Hemen hemen Dünyanın geri kalmış tüm ülkelerinde işkencehaneler cezaevleri binlerce fiilsiz faille doludur. O kadar çok insan bir pardon bile denilmeden işkencelerden geçirilmiş suçsuz yere yıllarını mapushanelerde geçirmiştir. Ahmet Kılıç da hepimizin duyduğu bu durumları ele alarak bunu romanlaştırmış. Ben keyifle üzüntüyle ibretle okudum. Edebiyat yolunda kardeşimin yolu açık olsun
Ahmet İzan
"Daha lafım bitmişti ki o masum sevecen dost görünen adam oturmuş olduğu masayı itekleyerek sandalyeye tekmeler vurmaya başladı. O yumuşak sevecen insancıl yüzü aniden değişerek bir canavarı andırdı. Bağırmaya ve oraya buraya saldırmaya başladı. Bana az önce iyilik yapan insanca davranan adam nasıl bir anda saniyeler içerisinde bir bukalemun gibi şekil değiştirip saldırgan bir çakala dönmüştü?
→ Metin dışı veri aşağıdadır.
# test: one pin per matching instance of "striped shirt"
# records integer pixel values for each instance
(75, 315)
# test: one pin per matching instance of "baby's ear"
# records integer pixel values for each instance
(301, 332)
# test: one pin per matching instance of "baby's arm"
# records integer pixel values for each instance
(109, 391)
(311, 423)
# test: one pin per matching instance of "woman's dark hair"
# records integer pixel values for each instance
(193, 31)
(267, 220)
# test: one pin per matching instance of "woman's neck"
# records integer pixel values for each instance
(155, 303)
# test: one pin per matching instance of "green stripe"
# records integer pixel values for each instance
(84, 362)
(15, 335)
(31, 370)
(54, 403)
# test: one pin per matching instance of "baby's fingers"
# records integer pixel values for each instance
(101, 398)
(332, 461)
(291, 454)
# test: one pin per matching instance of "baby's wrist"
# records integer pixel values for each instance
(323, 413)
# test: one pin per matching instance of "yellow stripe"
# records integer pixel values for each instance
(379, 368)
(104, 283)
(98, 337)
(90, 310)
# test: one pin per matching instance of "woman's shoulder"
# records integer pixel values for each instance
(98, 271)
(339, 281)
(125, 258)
Böyle ikiyüzlü insanlarla ilk kez karşılaşıyordum. Bu şoku yaşarken bir anda açılan kapıdan içeri girenler üzerime çullandılar. Hiç acımadan ağızlarından salyalar akıtarak dövmeye başladılar beni. Küfrün de haddi hesabı yok. 'Öldürün bu orospu çocuğunu sen buradan sağ çıkmayacaksın ulan o küçücük beynin ile bizleri mi kandırıyorsun!' diye bir ağızdan bağırıp beni panikletmeye çalışıyorlardı..."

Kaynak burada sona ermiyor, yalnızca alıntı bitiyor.